Subdivision applications flow into local government offices
With spring being the start of what promises to be a busy residential construction season on available building lots in the area, attention is now turning to developing more lots for sale in anticipation of a continuing demand for housing.
In Terrace, the majority of rezonings to allow subdivisions are taking place on the bench.
This past winter, after being earlier turned down by city council, Emil Wirtl was more successful the second time in gaining a zoning amendment for property at 5034 McConnell Ave. on the bench.
The amendment means he can divide a 10-acre parcel into 30 residential construction lots.
At 4934 Twedle Ave., just south of Uplands Elementary, also on the bench, owner Colleen Froese is looking for approval to rezone property from agricultural AR1 to R2.
She recently submitted a plan for five new residential lots to be built alongside a large existing home, said city director of development services David Block.
One city zoning initiative currently underway is to end the rural residential zone called RR1 which is the zoning for large rural-type parcels.
That’s to prevent sprawl as population pressures increase.
The move is called for in the city’s official community plan.
Meanwhile, a smaller, four-lot development just recently went onto the market on the corner of Bailey and Jolliffe on the bench.
That’s close by Ecole Mountainview and in the general area of the last large-scale development of residential lots on the bench.
Construction there mainly halted in the early part of the last decade when the regional forest industry collapsed.
Empty lots there are now being filled up as part of the increase in housing construction this year.
Behind Ecole Mountainview, developer Mike Scott, who owns M & M Ventures, wants to buy a section of provincial Crown land for a 60-lot subdivision to take up 15 acres.
It’s now a forested and unofficial recreation area.
“The interest in further residential subdivision on parcels such as the Crown land reflects anticipation in the development market for increasing demand and coming population growth expectations,” said Block.

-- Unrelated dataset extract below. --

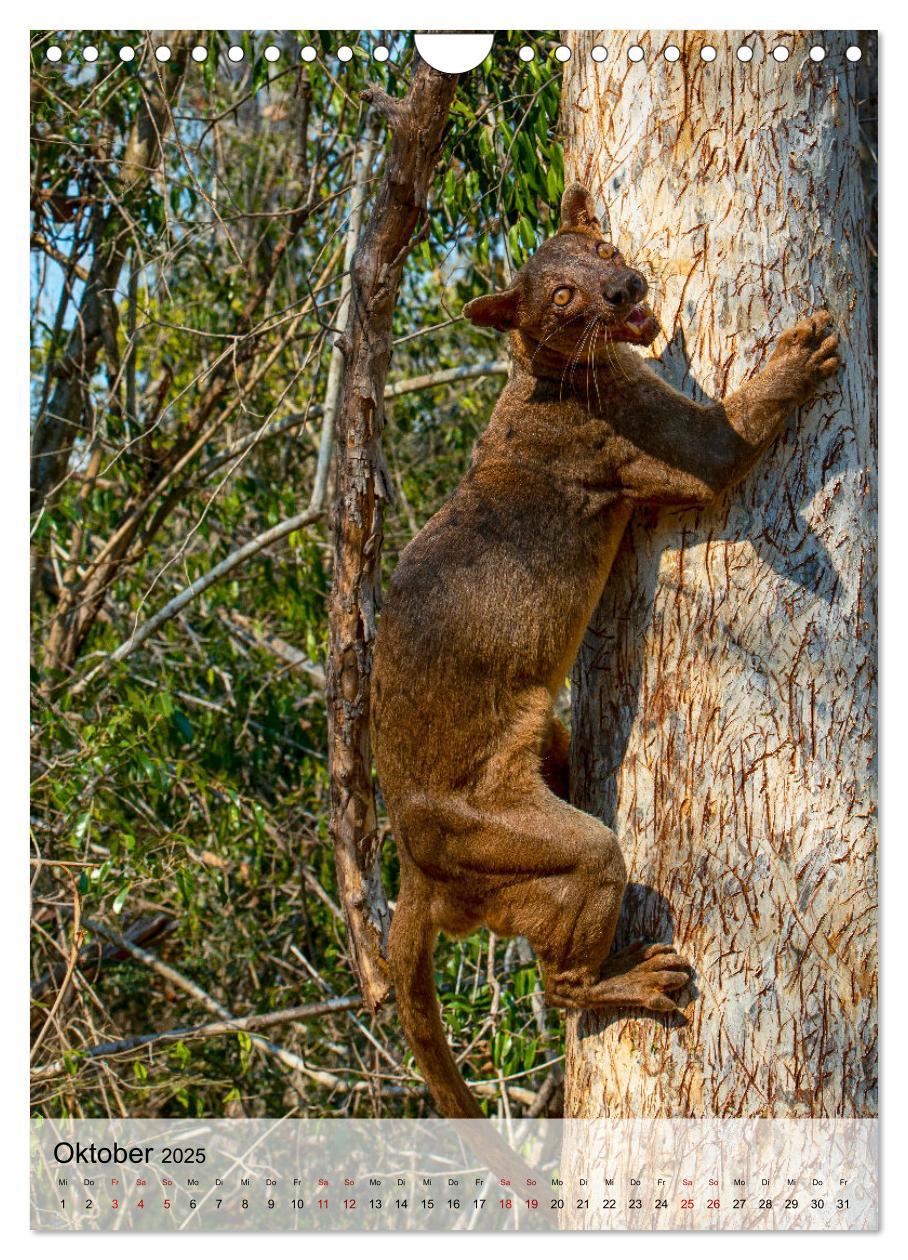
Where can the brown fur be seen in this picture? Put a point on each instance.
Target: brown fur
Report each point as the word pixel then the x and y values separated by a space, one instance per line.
pixel 488 607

“If/when [liquefied natural gas] final investment decisions start being made we will see this interest in development increase even more,” he added.
On North Sparks, also on the bench, Stan Kinkead was successful in receiving a rezoning of property for a multi-family townhouse development of up to nine units.
Controversial in nature because of its perceived impact on the area, the development would, however, need no further rezoning unless the plan is to develop the townhouse as a strata title project.
In Thornhill, Scott’s M & M Ventures is involved in another application for the purchase of provincial Crown land.
This could involve as many as 124 lots on as much as 100 acres below Crescent St. leading toward Hwy16 and bordered by Paquette on one end and by Sharples on the other.
As with the bench application in Terrace, the proposals are now being evaluated by the province.
This Thornhill development prospect, although large, is not the only nor it is the largest that could take place in that community.
A company which already owns lands in Thormhill wants to expand an existing subdivision into upward of 200 new lots.
A company called Thornheights West Estates Ltd. currently owns the land located off of Walnut and Hawthorne.
Company spokesman Harry Eichhorst said the plan has been in the works for some time and the money is in place, that the company is has begun the application process.
Two other subdivision proposals are currently being processed for Thornhill, according to planner Ted Pellegrino of the Kitimat-Stikine regional district.
“There’s one on the Thornhill bench for a three-lot subdivision. There’s another one on Old Lakelse lake road near the pub,” he said.
The one on Old Lakelse Lake Road is where a trucking company was located just south from the Thornhill Pub on at 3556 Old Lakelse Lake Road.
Pellegrino said the new owner wishes to subdivide the property into seven lots.